January 15, 2002: McDonough, The Lieutenant of Inishmore
Barbican Pit
As uncompromisingly savage a play as I’ve seen — and one of the funniest. McDonough’s subject is not simply a divided Ireland, an Ireland in turmoil. This is the occasion, but the real subject seems more broad and general. The characters are all Irish terrorists, full of rage. But they love cats — or, at least, the central character, Padraic (say “Parrig”) has a cat called Wee Thomas, which he has left behind while on an assignment as a member of the IRA (having been rejected by the IRA because he is too mad). While he is gone, it seems that the cat has been killed. When Padraic finds this out he is in a state of rage and despair, and he threatens to kill his own father, Donny, because the father has participated in an attempted cover-up. Meanwhile, Padraic is being pursued by a precocious young terrorist, age 16, Mairead — who also has a much loved cat. At the end, in a fit of rage, Padraic kills Mairead’s cat, and she turns the tables on him by killing him herself. To top it all off, Padraic’s cat Wee Thomas returns, alive and hungry.
This bare outline of the action may not seem very coherent, and I’ve also left out the details of the savagery that includes the blinding, shooting, and dismemberment of a rival splinter group.

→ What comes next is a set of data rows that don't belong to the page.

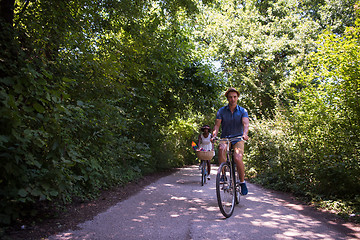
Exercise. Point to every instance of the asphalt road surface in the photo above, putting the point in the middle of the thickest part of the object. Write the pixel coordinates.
(178, 207)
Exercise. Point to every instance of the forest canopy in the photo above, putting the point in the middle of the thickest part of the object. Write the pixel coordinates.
(98, 93)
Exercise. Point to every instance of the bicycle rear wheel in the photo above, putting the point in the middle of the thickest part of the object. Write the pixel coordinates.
(225, 190)
(237, 184)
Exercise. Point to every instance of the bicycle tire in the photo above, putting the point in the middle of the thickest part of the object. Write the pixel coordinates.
(225, 191)
(203, 173)
(237, 188)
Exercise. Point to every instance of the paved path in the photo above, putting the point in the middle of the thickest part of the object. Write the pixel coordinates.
(177, 207)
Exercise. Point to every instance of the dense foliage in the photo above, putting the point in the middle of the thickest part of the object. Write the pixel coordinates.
(98, 93)
(296, 64)
(89, 93)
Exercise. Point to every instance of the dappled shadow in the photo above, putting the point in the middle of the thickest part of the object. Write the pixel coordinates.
(177, 207)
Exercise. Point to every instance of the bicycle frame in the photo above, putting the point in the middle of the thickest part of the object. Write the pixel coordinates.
(228, 192)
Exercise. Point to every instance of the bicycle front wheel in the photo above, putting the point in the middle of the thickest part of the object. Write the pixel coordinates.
(225, 190)
(203, 173)
(237, 185)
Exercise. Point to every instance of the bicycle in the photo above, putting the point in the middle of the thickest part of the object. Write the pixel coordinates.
(204, 156)
(228, 188)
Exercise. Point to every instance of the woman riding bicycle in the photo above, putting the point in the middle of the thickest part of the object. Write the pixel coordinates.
(234, 121)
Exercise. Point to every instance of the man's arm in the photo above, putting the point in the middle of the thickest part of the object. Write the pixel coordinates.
(245, 122)
(216, 128)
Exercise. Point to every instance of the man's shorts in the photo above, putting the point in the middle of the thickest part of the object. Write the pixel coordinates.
(239, 147)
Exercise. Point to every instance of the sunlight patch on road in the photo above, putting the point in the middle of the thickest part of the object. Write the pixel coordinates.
(179, 198)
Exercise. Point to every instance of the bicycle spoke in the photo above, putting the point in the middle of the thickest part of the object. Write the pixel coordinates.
(225, 190)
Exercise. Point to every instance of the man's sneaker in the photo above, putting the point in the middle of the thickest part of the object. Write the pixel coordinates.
(243, 189)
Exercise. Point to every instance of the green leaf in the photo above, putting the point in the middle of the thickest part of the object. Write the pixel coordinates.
(38, 107)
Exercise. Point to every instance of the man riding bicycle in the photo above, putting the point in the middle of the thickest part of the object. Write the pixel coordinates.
(234, 121)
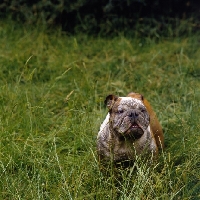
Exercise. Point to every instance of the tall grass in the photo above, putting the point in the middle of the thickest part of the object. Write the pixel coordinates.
(52, 89)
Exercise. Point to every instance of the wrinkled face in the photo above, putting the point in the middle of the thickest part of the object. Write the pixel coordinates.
(129, 117)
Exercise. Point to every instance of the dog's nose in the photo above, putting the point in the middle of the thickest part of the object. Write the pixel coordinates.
(133, 114)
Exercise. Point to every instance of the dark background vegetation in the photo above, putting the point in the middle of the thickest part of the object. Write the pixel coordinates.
(105, 16)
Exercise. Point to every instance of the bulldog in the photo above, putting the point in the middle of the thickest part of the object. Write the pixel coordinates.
(130, 128)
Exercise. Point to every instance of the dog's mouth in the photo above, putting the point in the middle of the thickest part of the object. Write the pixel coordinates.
(134, 131)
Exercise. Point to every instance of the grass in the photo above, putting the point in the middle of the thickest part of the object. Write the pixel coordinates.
(52, 89)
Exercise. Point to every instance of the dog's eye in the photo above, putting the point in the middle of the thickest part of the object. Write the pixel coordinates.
(120, 111)
(143, 110)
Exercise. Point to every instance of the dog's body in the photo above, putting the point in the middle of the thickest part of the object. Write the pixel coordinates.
(130, 127)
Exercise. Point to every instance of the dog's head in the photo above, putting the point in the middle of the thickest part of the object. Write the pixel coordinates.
(128, 115)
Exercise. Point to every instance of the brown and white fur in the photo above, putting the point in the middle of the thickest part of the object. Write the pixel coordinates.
(130, 128)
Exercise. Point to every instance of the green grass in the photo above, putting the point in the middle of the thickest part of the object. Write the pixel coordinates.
(52, 89)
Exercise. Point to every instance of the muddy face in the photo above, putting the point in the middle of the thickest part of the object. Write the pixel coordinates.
(129, 117)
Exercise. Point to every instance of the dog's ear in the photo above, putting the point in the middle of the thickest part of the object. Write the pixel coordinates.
(136, 96)
(110, 100)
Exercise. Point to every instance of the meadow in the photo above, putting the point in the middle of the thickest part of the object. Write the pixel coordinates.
(52, 89)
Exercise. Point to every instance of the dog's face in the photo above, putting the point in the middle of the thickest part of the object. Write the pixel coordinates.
(128, 116)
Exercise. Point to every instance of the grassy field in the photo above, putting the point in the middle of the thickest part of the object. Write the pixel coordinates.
(52, 88)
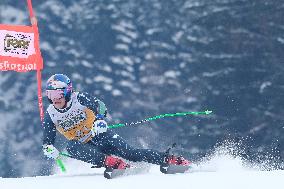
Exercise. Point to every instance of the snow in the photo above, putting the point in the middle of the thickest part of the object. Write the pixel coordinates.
(221, 171)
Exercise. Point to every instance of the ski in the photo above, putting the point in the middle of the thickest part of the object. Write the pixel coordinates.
(173, 169)
(111, 173)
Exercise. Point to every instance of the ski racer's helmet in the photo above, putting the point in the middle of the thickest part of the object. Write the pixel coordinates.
(58, 86)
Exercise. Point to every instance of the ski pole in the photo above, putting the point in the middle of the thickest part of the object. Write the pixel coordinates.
(159, 117)
(60, 165)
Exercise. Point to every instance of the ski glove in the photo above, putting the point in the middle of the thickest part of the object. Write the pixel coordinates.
(50, 151)
(100, 125)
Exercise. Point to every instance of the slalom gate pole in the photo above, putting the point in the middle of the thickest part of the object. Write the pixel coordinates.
(160, 117)
(207, 112)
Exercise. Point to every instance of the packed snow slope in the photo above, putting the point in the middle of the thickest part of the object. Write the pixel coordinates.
(222, 172)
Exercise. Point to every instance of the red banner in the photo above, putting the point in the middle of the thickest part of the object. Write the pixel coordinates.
(19, 50)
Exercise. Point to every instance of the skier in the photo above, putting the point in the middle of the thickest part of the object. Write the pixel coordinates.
(80, 118)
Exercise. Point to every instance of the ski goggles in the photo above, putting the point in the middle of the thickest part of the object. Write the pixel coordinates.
(55, 94)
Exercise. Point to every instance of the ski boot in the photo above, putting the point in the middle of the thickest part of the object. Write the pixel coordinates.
(174, 164)
(114, 167)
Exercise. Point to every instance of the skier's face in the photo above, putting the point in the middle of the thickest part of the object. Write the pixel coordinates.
(59, 103)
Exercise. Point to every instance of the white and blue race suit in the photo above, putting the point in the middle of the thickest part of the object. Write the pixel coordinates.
(75, 122)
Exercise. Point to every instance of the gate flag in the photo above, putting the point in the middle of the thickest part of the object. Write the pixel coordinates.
(20, 52)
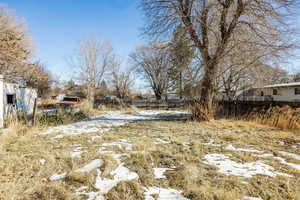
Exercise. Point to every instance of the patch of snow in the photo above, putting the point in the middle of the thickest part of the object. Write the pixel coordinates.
(92, 195)
(163, 194)
(81, 189)
(251, 198)
(159, 172)
(160, 141)
(92, 165)
(56, 177)
(42, 161)
(104, 122)
(121, 144)
(121, 173)
(292, 155)
(94, 138)
(104, 185)
(77, 152)
(211, 143)
(247, 170)
(232, 148)
(281, 160)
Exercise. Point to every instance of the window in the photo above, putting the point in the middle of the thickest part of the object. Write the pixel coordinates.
(10, 98)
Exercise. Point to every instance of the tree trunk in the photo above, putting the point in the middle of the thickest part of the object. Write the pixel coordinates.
(203, 109)
(91, 95)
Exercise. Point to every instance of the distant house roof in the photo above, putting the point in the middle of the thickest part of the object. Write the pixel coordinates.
(283, 85)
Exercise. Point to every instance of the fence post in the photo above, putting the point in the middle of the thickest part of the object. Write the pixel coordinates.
(34, 112)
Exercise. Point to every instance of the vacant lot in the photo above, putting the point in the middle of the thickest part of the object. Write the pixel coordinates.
(157, 156)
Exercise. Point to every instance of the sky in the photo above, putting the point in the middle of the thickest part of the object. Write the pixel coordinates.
(58, 25)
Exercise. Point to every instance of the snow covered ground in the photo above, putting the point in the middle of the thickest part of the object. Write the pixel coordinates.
(104, 122)
(102, 185)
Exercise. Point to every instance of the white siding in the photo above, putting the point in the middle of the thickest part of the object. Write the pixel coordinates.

Through it all, the laughter is almost constant. McDonagh’s eye is sharp and his sense of humor unfailing. What makes the play so brilliant and incisive is that he has discovered an analogy between the idea of hugely disproportionate, vengeful response, in which (for instance) the killing of a cat is cause for multiple murders, and the rhetoric of comedy in which trivial things are multiplied way out of proportion to their intrinsic importance while other things are reduced to unimportance or even absurdity. There is a deep irony operating here: mindless, escalating violence is perceived as a mere concatenation of events, with no moral sense and predictable outcome or individual responsibility. It’s just one damn thing after another. And these characters have no insight at all into their situation. They are stupid people, and grossly insensitive — except where it comes to cats, which manage to elicit an egregious sentimentalism.

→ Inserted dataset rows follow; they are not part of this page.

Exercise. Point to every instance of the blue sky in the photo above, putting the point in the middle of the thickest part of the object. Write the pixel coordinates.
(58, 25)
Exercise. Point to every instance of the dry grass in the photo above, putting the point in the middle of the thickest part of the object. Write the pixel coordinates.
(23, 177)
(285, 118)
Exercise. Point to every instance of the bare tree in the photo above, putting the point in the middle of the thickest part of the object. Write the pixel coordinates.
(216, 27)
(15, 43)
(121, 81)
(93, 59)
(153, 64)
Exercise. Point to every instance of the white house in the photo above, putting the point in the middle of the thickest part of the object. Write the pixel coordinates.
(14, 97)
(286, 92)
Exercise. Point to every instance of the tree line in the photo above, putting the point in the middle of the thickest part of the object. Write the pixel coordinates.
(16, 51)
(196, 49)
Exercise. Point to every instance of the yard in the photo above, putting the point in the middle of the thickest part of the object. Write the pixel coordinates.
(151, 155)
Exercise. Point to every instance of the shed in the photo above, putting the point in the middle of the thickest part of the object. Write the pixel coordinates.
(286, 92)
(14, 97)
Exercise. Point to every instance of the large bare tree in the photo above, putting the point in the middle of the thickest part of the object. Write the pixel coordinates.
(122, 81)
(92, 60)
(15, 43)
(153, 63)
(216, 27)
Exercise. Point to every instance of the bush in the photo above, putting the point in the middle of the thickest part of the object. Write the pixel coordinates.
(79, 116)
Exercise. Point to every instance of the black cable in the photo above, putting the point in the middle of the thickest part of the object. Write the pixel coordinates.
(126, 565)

The acting is extremely good, especially the two chief roles: Padraic (David Wilmot) and Mairead (Kerry Condon). The latter is especially well cast. She captures a sense of great longing, along with enormous resolve and great strength of will. This character is an extremely competent terrorist-in-the-making, already expert at putting out the eye of a heifer — or a man — with her small carbine at 100 yards. What does the play have to say about Ireland? Padraic has a kind of simple idea that he is fighting for a “free Ireland,” where children can walk safely to school — and cats can roam without being shot to death. But neither he nor Mairead can see any inconsistency in the fact that their single-minded pursuit of an Ireland free from bloodshed finds bloodshed its only means.